# Child in MVA



## leadfall (Dec 27, 2009)

So here is the question.  What are your thoughts on children in car seats in an MVA being removed vs packaged in the car seat?  What are your reasons for doing one or the other?  and how do you transport the car seat in the ambulance now that the car seat retention straps have most likely been cut during the extrication?


----------



## medichopeful (Dec 27, 2009)

leadfall said:


> So here is the question.  What are your thoughts on children in car seats in an MVA being removed vs packaged in the car seat?  What are your reasons for doing one or the other?  and how do you transport the car seat in the ambulance now that the car seat retention straps have most likely been cut during the extrication?

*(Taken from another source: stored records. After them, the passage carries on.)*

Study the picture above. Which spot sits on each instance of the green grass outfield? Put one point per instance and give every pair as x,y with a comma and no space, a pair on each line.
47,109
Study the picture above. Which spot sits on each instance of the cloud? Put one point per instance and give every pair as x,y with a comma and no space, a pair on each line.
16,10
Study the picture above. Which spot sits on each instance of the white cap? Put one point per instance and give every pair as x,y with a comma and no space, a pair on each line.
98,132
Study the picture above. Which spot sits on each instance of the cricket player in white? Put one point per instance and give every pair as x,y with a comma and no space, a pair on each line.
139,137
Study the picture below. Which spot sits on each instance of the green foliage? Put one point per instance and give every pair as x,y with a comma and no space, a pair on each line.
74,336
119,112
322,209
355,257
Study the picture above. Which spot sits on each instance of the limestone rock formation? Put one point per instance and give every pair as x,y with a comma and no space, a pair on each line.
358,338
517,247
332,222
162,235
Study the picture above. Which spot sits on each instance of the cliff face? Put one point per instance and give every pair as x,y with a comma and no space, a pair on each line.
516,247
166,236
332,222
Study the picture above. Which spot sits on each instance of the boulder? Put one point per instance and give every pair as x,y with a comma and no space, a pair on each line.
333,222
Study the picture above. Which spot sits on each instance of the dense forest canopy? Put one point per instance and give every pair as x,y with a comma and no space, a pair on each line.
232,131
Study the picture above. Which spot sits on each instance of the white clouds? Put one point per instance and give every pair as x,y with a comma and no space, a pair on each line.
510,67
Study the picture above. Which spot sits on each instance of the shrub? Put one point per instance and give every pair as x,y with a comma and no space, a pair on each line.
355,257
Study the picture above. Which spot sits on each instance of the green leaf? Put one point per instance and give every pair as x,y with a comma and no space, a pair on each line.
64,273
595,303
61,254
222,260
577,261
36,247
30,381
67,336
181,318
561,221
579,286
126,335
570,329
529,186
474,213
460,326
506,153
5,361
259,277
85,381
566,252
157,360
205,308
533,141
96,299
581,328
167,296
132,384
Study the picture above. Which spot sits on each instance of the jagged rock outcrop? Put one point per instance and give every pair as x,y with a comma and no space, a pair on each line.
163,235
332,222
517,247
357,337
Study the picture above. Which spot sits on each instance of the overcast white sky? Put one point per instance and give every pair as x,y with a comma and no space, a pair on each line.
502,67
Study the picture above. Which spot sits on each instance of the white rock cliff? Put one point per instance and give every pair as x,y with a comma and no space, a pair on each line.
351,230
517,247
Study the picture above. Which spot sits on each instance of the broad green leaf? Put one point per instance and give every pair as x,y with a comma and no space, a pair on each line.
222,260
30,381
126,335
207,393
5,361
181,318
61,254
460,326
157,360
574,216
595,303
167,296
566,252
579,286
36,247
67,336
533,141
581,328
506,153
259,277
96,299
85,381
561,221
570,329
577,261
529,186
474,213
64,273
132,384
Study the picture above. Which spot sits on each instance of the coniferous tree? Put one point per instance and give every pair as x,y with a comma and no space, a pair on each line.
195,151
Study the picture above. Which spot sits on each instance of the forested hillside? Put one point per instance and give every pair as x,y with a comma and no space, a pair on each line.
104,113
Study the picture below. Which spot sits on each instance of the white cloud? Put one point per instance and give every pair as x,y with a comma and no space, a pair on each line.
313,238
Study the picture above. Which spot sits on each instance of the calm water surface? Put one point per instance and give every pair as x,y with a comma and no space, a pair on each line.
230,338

It depends: will the seat provide good stabilization of the back and neck?  If it will (with extra help from padding, etc.), than why remove them and risk possibly hurting them?  If they're in a secure position that can be transported, there's no reason to actually move them.  The point of spinal precautions is to prevent movement, which could aggravate or worsen a previous injury.  So if that movement can be prevented by keeping them in the seat, go for it!  Do what's best for the patient.  

Remember, the stretcher has straps too.  Use them to secure the car seat.  But make DAMN sure that car seat is strapped to something.  If YOU get in an accident and the seat is not secured, that patient does not have a chance.


----------



## Lifeguards For Life (Dec 27, 2009)

medichopeful said:


> Remember, the stretcher has straps too.  Use them to secure the car seat.  But make DAMN sure that car seat is strapped to something.  If YOU get in an accident and the seat is not secured, that patient does not have a chance.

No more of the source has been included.